La casa estaba fría después de dos días de ausencia y hube de cortar mucha leña en el garaje, y quemarla, para que, poco a poco, se fuera calentando. Vi alguna película, pero sobre todo, estuve pendiente de las ondulantes llamaradas que iba alimentando con nuevos leños, y dormité, de cuando en cuando, con la esperanza de seguir en ese sueño con la chica rubia de la habitación 511 y no ser espectador, sino actor, de todo lo que tiene lugar en esa cama doble del hotel Balmoral. Pero nada. Así es que me voy a la cama, a dormir, con la esperanza de que la chica aparezca en mis sueños nocturnos y haga breve esta noche fría que cubrirá, una vez más, mis ventanas de escarcha.
La vida es sueño. La mía, sobre todo.

Comentarios

Poma ha dicho que…
Que sueños más chulos tiene usted(Aún siendo solo espectador),algunas solo soñamos con quemar; facturas, impagados y sobrevivir.
:)
Anita Noire ha dicho que…
Es curioso lo que ocurre en algunos sueños. En ocasiones pienso que eso que decimos soñar pertenece a ese mundo desdoblado que llevamos a cuestas. Es curioso que en esos sueño saboreamos la piel de otro y al despertar, colocados en la realidad, en la punta de la lengua encontramos el sabor de su sexo. Somos humanos y por eso nos desdoblamos o soñamos, vaya ud. a saber. En todo caso, lo que importa es que ese sueño o desdoblamiento, quede en el recuerdo y de vez en cuando tengamos picor en la punta de la lengua. Voto por eso.
José Luis Muñoz ha dicho que…
Venga, venga, Poma, que seguro que cuando usted cierra los ojos tiene fantasías sin facturas. Aunque reconozco que en este año 2012 esas van a ser las pesadillas de muchos. Pero hay que evadirse.
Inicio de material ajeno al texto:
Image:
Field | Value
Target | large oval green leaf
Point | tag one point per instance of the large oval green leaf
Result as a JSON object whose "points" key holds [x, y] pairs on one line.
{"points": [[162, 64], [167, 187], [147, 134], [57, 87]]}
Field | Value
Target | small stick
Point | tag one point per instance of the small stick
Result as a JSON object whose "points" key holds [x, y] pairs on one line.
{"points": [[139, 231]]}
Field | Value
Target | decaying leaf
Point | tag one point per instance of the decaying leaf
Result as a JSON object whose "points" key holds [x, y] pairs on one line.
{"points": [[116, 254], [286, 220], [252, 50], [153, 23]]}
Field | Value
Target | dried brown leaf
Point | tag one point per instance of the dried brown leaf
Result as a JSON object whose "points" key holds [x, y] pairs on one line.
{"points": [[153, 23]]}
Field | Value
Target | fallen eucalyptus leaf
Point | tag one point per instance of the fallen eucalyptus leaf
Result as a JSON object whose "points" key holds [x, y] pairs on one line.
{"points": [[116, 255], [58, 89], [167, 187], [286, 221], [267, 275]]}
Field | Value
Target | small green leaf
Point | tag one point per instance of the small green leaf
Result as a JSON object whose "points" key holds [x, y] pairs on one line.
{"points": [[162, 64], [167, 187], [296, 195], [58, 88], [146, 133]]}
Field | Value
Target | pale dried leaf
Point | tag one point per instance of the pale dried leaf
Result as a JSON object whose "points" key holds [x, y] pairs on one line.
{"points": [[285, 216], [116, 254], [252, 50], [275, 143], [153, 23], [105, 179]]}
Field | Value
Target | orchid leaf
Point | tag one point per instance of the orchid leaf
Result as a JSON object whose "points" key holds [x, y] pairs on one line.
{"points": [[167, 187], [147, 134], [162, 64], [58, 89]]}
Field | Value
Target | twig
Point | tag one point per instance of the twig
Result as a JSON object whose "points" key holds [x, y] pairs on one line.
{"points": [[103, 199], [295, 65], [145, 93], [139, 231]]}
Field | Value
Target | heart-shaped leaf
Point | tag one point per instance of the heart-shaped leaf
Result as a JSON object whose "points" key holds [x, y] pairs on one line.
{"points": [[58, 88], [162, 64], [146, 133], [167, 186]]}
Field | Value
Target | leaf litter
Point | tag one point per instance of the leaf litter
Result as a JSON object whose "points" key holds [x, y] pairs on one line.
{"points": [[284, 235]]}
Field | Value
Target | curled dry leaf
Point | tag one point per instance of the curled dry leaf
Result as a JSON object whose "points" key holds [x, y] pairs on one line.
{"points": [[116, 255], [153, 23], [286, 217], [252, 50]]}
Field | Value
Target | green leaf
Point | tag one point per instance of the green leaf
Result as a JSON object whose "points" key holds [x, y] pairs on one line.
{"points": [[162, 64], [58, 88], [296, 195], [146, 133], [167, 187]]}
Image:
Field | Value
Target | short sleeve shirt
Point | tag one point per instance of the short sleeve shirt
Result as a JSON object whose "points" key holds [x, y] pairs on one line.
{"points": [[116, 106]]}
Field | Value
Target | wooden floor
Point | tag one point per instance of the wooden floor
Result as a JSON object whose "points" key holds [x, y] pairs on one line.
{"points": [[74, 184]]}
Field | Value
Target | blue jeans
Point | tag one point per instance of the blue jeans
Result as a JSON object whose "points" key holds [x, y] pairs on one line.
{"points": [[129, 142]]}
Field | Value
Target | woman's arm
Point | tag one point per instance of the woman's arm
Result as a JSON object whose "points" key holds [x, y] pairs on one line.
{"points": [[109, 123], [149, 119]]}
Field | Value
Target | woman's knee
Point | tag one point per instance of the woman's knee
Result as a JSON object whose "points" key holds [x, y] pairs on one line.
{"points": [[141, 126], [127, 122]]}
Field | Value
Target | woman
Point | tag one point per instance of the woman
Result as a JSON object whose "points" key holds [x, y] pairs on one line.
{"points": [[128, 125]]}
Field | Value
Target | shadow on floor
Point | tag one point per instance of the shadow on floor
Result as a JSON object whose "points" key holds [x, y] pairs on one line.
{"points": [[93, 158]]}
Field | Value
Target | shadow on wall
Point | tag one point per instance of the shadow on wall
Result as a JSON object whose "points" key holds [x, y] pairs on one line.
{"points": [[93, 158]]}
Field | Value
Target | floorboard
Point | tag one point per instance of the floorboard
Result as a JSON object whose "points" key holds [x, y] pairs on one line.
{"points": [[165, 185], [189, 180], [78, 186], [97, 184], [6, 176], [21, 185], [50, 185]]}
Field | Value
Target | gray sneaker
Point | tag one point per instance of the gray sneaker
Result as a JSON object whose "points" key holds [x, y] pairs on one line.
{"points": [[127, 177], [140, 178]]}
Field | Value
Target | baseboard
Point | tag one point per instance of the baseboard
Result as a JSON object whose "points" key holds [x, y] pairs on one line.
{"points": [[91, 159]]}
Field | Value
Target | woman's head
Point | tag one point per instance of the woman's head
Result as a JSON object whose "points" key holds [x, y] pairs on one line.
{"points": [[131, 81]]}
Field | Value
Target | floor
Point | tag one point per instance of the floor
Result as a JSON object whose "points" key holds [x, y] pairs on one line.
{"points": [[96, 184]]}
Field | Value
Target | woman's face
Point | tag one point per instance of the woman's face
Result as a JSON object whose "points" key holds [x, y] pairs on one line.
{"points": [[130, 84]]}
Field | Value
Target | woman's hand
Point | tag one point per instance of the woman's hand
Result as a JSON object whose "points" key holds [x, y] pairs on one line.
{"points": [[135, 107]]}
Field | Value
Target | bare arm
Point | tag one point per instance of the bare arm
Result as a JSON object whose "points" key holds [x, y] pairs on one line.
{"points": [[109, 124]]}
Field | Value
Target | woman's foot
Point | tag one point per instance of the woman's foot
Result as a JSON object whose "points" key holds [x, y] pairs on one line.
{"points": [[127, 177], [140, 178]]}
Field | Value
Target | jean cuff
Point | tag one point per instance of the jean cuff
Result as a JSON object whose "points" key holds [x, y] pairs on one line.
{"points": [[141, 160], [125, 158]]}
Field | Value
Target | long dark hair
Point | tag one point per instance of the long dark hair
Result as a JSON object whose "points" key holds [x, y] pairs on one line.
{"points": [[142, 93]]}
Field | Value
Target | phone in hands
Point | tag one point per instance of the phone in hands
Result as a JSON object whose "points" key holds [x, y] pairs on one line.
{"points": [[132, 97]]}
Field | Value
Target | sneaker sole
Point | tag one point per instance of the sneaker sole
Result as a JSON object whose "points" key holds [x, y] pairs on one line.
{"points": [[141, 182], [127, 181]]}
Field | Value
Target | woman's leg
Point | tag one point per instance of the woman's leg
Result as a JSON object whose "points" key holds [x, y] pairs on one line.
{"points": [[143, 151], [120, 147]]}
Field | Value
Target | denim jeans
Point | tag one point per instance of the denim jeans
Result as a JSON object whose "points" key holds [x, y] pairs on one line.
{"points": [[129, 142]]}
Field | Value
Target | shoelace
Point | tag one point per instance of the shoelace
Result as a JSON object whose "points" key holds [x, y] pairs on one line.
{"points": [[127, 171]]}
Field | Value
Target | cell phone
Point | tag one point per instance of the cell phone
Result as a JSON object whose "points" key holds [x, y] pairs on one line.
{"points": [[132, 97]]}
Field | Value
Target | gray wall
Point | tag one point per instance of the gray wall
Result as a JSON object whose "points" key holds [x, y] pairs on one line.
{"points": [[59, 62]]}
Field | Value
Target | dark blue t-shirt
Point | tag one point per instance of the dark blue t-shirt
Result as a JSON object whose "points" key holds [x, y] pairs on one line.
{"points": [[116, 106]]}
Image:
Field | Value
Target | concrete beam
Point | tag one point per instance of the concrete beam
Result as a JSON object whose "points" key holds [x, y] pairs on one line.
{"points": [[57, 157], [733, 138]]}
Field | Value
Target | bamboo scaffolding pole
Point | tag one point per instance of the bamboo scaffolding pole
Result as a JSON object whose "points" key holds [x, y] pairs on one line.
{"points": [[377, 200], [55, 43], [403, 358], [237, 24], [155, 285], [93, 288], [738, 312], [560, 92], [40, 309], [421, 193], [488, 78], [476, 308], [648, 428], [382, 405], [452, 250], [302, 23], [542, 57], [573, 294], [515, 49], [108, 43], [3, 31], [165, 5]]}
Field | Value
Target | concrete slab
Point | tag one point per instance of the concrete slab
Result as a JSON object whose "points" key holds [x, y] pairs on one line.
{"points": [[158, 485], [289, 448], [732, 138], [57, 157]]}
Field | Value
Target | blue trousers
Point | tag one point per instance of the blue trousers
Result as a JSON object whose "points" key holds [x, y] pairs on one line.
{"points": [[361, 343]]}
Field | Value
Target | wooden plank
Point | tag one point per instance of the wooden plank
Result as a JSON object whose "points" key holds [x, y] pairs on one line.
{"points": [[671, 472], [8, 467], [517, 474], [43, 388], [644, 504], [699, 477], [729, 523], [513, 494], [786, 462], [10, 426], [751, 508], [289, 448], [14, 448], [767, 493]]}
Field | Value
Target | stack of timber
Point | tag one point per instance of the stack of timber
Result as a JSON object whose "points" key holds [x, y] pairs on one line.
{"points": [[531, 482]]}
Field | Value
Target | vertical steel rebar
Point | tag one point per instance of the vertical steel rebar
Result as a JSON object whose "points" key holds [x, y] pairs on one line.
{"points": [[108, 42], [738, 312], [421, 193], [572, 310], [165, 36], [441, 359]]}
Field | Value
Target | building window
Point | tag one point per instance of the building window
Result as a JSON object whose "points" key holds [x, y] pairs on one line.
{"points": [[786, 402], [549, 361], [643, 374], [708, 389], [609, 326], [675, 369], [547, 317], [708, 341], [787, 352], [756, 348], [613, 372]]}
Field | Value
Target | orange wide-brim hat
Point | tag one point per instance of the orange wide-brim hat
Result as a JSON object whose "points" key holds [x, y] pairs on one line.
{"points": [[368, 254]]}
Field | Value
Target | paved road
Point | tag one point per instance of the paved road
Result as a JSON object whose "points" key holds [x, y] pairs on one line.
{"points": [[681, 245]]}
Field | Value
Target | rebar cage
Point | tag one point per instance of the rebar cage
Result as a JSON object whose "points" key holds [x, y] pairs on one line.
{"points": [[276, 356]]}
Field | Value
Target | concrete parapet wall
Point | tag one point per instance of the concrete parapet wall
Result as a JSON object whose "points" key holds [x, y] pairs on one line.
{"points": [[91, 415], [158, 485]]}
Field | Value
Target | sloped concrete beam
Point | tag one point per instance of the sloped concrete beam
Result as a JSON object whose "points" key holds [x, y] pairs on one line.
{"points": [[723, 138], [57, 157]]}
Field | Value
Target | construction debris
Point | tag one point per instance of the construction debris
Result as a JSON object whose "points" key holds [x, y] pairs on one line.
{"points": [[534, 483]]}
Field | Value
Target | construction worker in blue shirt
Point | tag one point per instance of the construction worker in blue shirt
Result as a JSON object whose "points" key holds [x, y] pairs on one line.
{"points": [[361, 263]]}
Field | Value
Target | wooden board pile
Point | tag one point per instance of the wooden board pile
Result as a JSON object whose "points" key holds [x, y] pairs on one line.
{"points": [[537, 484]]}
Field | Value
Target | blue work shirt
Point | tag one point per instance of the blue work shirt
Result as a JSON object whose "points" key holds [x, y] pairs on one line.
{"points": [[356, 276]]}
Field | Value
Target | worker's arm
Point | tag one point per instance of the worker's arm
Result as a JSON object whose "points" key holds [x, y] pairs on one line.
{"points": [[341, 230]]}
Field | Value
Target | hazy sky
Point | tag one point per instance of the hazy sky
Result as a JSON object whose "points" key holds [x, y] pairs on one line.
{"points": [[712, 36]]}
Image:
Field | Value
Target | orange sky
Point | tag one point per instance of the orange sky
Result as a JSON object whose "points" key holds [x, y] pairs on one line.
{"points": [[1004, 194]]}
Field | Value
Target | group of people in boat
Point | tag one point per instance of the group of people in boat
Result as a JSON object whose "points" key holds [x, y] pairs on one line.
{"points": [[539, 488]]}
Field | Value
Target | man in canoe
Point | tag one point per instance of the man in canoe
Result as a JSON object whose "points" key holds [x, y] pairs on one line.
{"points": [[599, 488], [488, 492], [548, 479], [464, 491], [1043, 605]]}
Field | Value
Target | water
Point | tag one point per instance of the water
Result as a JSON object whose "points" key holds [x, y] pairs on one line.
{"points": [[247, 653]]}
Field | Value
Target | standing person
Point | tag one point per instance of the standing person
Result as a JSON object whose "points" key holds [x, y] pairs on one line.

José Luis Muñoz ha dicho que…
Los sueños, Anita, son un viaje a otra dimensión. Unos nos producen placer, otros, angustia. Algunos sueños se hacen realidad. O a veces es mejor dejarlos allí, en el limbo de los sueños. Lo curioso del caso es que previamente a ese sueño en ese hotel estaba escribiendo ese relato fantástico con un tema parecido. Bueno, imagino que el sueño vino a raíz del relato en el que he estado trabajando toda esta semana. Pero la protagonista del sueño nada tiene que ver.